Liberty is defined as the quality or state of being free, the power to do as one pleases, the freedom from physical restraint, and or the freedom from arbitrary or despotic control.
In 1865 Frenchman Édouard de Laboulaye proposed the idea of a monumental gift from the people of France to the people of the United States. An ardent supporter of America, Laboulaye desired to mark the Declaration of Independence as well as celebrate the long friendship between France and America. Further, the Frenchman was moved by the abolition of slavery in the U.S., which furthered America’s ideals of liberty and freedom.
The Lady Liberty was presented to America in a ceremony in Paris on July 4, 1884. In 1885 the completed statue, 151 feet 1 inch (46 meters) high and weighing 225 tons, was disassembled and shipped to New York City. The pedestal, designed by American architect Richard Morris Hunt and built within the walls of Fort Wood on Bedloe’s Island, was completed later. The statue, mounted on its pedestal, was dedicated by President Grover Cleveland on October 28, 1886.
Let’s take a moment to agree on the term Liberty defined as the quality or state of being free, the power to do as one pleases, the freedom from physical restraint, and or the freedom from arbitrary or despotic control.
Since 1776, our planet has transformed from a worldwide closed autocracy to ever-increasing liberty in the form of representative democracies. Peaking at more than half the world’s population in 2000, liberty has dipped a bit. But it is worth noting all the gains liberty had made in such a short time. Check out the graphic below from the University of Oxford. I will let the learned folks at Oxford explain their political categories.
Which political systems does the ‘Regimes of the World’ classification distinguish?
- In closed autocracies, citizens do not have the right to choose either the chief executive of the government or the legislature through multi-party elections.

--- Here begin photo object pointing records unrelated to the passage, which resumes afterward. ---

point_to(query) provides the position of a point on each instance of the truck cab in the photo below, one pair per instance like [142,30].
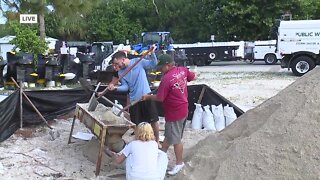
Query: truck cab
[299,45]
[162,40]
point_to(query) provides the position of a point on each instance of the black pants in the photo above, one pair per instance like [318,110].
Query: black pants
[144,111]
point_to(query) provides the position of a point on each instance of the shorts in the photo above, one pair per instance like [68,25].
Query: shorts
[144,111]
[173,131]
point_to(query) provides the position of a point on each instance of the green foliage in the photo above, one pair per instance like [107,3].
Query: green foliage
[188,20]
[27,39]
[110,23]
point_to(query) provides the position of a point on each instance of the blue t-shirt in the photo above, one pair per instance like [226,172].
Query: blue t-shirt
[136,80]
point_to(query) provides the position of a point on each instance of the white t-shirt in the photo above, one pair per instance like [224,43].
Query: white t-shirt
[144,158]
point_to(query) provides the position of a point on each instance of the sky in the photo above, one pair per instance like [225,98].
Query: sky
[2,19]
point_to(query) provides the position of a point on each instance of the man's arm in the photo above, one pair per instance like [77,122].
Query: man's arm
[191,76]
[150,63]
[123,87]
[150,97]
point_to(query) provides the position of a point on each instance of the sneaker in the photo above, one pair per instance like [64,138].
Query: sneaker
[177,168]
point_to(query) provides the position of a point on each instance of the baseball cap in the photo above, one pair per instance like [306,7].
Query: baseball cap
[164,59]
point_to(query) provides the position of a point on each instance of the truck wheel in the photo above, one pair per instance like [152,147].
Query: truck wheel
[301,65]
[270,59]
[199,61]
[207,62]
[213,55]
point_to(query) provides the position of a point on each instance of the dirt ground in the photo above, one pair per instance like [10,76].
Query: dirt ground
[30,154]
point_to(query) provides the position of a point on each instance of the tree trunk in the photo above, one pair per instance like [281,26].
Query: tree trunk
[42,26]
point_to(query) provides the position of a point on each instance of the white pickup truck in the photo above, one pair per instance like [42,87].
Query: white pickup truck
[266,51]
[299,45]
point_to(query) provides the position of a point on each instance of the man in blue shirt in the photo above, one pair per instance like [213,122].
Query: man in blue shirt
[136,82]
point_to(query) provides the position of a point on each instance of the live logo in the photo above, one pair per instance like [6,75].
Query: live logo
[28,18]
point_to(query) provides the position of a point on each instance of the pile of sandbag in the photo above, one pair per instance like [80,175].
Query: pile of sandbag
[213,117]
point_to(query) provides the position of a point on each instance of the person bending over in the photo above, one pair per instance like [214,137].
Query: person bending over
[144,161]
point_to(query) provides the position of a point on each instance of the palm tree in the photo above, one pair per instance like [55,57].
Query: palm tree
[69,11]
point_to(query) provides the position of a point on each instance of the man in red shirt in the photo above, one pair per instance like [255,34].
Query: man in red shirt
[173,93]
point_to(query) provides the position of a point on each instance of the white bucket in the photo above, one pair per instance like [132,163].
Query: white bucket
[32,85]
[51,83]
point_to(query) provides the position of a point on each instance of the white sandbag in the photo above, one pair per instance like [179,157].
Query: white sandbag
[116,110]
[207,119]
[197,117]
[229,114]
[218,116]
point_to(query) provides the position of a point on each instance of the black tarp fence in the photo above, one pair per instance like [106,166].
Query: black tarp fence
[53,103]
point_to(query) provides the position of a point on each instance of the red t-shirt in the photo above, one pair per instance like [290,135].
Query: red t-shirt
[173,93]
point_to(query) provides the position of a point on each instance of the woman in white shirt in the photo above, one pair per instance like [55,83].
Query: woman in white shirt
[143,158]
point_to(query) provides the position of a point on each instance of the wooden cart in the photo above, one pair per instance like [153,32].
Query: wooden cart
[100,127]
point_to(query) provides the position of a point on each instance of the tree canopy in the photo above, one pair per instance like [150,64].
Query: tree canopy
[188,20]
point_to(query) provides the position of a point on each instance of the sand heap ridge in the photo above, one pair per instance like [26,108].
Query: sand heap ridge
[277,139]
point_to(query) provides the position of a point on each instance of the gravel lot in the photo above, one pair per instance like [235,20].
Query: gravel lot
[246,85]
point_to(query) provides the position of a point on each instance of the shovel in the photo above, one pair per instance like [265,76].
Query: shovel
[93,102]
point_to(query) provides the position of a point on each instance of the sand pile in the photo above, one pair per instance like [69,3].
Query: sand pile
[280,139]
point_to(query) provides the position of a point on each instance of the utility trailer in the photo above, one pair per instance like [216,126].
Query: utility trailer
[299,45]
[207,52]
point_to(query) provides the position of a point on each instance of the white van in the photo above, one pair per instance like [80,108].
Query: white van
[299,45]
[266,51]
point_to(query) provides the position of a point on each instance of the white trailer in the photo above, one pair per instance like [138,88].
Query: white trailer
[299,45]
[266,51]
[205,53]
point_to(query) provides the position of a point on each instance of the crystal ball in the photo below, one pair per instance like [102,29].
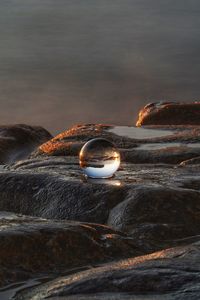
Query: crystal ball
[99,158]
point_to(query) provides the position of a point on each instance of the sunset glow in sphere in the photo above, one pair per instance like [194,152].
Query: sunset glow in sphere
[99,158]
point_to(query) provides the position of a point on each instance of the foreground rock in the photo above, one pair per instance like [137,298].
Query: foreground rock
[157,205]
[30,247]
[155,202]
[170,113]
[18,141]
[169,274]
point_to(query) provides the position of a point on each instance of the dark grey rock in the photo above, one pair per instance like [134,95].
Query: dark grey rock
[31,246]
[173,273]
[18,141]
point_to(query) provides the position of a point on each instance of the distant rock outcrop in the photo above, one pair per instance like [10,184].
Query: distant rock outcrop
[169,113]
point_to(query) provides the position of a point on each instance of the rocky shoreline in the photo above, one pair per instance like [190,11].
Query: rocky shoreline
[134,236]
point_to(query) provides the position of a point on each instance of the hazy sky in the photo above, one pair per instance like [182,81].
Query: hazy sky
[64,62]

- In electoral autocracies, citizens have the right to choose the chief executive and the legislature through multi-party elections; but they lack some freedoms, such as the freedoms of association or expression, that make the elections meaningful, free, and fair.
- In electoral democracies, citizens have the right to participate in meaningful, free and fair, and multi-party elections.

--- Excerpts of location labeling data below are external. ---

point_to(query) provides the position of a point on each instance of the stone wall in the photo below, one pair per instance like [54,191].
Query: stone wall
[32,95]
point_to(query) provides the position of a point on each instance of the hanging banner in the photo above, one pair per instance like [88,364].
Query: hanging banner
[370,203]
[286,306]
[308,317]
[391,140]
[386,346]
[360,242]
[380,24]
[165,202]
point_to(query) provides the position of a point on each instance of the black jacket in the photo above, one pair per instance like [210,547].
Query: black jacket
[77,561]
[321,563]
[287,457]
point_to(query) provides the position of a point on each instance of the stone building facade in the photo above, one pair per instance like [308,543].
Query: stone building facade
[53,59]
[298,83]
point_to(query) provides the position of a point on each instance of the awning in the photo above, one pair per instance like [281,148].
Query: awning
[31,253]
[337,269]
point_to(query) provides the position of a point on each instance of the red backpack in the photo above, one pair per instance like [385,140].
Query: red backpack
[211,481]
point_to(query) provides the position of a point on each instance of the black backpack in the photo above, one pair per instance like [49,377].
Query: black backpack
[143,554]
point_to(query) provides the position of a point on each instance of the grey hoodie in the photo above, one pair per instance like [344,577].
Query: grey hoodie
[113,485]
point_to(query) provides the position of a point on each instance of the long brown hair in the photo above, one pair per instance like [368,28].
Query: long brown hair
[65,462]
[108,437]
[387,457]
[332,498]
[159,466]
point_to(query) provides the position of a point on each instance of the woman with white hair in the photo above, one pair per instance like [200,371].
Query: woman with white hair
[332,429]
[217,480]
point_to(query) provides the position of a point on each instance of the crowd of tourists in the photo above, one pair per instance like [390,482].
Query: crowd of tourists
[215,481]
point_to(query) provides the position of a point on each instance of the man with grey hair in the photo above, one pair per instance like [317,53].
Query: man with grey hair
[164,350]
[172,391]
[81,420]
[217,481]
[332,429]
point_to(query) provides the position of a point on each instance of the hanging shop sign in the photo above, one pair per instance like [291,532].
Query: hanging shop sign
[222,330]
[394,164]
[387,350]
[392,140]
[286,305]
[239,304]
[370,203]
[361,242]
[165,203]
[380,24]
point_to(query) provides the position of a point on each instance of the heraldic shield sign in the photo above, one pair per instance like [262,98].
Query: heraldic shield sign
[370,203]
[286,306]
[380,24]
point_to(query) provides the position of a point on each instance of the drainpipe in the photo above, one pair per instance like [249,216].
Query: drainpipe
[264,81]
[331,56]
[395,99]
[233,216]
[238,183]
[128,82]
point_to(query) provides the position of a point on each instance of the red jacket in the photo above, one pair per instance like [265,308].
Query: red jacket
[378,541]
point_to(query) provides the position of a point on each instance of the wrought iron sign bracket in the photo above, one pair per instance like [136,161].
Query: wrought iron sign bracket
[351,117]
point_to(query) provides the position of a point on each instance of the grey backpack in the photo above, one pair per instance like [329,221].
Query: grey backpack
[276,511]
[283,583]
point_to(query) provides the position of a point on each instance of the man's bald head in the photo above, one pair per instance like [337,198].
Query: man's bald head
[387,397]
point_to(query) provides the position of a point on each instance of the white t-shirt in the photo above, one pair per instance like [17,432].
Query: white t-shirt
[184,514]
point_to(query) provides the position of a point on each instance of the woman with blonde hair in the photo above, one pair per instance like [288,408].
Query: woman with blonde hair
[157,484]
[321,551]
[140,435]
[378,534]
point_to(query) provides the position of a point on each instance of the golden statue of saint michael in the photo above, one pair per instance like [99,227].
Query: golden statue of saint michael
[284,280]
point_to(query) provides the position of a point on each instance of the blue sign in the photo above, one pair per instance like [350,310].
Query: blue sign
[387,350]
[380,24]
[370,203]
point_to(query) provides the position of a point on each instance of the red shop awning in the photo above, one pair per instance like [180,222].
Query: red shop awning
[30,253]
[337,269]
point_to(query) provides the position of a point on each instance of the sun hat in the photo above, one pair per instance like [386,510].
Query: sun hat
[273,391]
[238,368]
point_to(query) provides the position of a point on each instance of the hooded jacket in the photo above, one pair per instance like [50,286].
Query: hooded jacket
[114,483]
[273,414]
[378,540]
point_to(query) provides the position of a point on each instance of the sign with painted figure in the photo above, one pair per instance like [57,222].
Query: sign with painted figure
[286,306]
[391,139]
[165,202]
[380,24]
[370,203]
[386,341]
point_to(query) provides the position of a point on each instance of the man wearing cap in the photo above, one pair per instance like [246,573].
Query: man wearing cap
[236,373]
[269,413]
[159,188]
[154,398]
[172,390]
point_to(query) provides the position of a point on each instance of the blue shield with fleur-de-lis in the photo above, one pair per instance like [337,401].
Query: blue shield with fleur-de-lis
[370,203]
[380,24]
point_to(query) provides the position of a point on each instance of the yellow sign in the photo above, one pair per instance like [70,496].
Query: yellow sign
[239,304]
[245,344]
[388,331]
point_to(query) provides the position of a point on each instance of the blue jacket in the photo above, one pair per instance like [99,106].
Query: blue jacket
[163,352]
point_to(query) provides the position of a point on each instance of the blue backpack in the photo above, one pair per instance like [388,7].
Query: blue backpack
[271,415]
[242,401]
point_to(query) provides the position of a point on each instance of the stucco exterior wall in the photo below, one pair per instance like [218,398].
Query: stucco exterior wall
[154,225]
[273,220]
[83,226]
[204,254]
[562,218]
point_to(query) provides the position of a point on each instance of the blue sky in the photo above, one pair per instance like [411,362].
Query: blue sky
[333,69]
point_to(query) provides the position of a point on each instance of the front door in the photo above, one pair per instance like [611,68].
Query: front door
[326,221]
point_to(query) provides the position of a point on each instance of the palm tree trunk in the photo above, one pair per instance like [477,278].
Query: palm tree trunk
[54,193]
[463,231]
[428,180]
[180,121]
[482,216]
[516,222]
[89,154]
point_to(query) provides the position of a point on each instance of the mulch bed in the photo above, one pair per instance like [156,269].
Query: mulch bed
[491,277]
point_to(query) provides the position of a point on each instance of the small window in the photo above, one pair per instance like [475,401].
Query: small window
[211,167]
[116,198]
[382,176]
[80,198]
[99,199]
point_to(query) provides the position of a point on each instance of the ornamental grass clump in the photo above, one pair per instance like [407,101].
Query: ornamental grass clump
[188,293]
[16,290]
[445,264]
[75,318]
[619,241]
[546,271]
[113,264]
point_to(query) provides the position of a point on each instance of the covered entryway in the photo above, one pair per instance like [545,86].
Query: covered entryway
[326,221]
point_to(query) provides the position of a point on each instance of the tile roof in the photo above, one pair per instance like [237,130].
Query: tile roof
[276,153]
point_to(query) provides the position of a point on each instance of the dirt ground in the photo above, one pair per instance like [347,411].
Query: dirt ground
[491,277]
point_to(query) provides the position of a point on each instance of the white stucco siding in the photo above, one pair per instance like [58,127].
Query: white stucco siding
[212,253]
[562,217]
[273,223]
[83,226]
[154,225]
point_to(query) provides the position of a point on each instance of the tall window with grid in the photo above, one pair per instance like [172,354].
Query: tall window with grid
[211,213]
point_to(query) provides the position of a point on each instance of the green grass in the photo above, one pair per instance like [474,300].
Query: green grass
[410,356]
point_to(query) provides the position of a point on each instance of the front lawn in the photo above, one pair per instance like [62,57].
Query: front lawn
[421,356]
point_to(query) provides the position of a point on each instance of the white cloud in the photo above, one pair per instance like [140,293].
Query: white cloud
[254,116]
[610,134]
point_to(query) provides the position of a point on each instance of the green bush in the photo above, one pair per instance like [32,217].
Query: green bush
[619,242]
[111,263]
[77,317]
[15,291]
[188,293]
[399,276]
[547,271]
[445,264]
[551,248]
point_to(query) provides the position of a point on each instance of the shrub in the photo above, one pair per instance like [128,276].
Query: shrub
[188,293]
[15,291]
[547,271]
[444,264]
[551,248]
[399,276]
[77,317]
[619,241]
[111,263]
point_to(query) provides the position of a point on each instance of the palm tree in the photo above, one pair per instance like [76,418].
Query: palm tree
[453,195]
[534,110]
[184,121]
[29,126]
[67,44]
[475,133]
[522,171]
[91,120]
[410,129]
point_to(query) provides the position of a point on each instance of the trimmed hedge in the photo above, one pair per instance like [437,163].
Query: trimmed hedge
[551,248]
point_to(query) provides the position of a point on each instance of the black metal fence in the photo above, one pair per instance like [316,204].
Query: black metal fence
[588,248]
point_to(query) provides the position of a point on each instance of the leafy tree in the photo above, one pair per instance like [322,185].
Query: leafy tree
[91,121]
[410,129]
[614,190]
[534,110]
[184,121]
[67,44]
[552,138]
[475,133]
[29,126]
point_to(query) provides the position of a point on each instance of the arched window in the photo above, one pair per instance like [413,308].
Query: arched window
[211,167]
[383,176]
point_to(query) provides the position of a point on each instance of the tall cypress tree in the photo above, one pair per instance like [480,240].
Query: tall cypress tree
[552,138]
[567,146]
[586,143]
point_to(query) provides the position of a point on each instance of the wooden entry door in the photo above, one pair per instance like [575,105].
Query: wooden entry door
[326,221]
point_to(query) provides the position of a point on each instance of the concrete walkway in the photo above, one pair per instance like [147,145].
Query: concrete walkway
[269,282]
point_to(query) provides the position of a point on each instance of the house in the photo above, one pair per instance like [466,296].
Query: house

- In liberal democracies, citizens have further individual and minority rights, are equal before the law, and the actions of the executive are constrained by the legislative and the courts.

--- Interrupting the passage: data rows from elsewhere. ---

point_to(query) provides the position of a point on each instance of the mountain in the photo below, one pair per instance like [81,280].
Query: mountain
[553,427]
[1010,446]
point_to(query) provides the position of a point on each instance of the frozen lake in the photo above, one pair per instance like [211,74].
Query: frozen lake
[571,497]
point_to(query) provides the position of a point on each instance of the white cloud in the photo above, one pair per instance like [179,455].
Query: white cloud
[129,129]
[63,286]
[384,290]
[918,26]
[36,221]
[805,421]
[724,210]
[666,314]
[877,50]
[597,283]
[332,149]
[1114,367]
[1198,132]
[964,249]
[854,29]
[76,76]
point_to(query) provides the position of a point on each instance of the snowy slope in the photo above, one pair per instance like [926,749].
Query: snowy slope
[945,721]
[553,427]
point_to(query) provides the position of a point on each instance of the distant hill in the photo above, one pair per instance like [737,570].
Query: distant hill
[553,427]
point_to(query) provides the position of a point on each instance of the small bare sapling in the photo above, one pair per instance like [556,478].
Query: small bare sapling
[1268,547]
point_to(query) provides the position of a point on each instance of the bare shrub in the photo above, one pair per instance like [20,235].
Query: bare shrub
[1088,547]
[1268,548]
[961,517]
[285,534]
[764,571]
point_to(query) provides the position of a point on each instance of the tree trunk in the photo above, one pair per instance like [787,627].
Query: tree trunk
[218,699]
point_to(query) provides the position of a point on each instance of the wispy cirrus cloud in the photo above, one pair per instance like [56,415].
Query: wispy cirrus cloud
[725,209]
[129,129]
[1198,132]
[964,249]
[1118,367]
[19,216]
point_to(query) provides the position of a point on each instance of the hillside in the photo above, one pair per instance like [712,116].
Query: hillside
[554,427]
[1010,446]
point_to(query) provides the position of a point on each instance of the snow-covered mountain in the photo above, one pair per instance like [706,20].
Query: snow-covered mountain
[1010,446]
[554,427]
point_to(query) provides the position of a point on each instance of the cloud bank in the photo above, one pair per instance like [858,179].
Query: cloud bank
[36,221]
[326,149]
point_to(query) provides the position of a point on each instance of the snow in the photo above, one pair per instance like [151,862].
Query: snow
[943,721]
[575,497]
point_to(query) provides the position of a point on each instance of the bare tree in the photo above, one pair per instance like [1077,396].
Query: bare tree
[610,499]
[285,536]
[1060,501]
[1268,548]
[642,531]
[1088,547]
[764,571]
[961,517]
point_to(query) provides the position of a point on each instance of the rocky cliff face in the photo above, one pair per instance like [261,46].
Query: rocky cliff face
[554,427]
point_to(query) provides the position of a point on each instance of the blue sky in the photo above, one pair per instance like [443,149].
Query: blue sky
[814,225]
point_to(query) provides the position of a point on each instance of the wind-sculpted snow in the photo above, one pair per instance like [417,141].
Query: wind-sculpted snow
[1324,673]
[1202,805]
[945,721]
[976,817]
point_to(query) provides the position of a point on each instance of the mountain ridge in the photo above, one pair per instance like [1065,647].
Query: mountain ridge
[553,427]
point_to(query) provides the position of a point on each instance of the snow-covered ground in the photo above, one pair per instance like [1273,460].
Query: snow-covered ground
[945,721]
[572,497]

Unfortunately, our global political growth does not come without a few birth pains. Notice, for the first time since World War II, electoral autocracies have the largest slice of our planet’s population. This shift in political alignment away from democracies to electoral autocracy does not bode well for peace.
Let me tell you why. A notion called the Democratic Peace Theory.
Immanuel Kant (1724-1804) is generally considered one of the most profound and original philosophers in generations. He fostered ideas like, “always treat people as ends in themselves, never merely as a means to one’s own ends.” Kant famously argued that peace could emerge among states once they shared three features: representative democracy, adherence to international law and organizations, and advanced commercial integration.
The foundation of the Democratic Peace Theory was first articulated by Kant in his 1795 essay entitled “Perpetual Peace.” In his piece, Kant argued that nations with constitutional republic governments are less likely to go to war because doing so requires the consent of the people, who would actually be fighting the war.
The Democratic Peace Theory states that countries with liberal democratic forms of government are less likely to go to war with one another than those with other forms of government. President Woodrow Wilson, said in his 1917 World War I message to Congress stated that “The world must be made safe for democracy.”
Dependent on the ideologies of liberalism, such as civil liberties and political freedom, the Democratic Peace Theory holds that democracies are hesitant to go to war with other democratic countries. Proponents cite several reasons for the tendency of democratic states to maintain peace, including:
- The citizens of democracies hold sway over legislative decisions to declare war.
- In democracies, the voting public brings their elected leaders to account for human and financial war losses.
- When held publicly accountable, government leaders are likely to create diplomatic institutions for resolving international tensions.
- Democracies rarely view countries with similar policies and forms of government as hostile.
- Usually possessing more wealth than other states, democracies avoid war to preserve their resources.
Whether the Democratic Peace Theory is a suitable causal explanation for war and peace is an argument for another day. To date, the theory seems to explain the relative peace experienced since World War II as democracy spread through the ruins of colonialism.
Looking at liberty on a map below, we find gains from World War II in flux as the light blue counties wedged between the dark blue of liberal democracies and the orange of autocracies. Democracy’s rise has made us a more peaceful and stable world, however, the recent rise in autocracies portends a more troubled horizon. If we believe in the Democratic Peace Theory our future is likely to be less peaceful. More conflict.
Are you able to see the Ukraine conflict more clearly against the backdrop of our bipolar ideological world on the map above?
Liberty, in the form of liberal and electoral democracies, has made great strides since 1776. We have much to celebrate, but our work remains undone. Especially, when those electoral and closed autocracies (China, Russia, and others) cannot peacefully live inside the boundaries of their own sovereignty.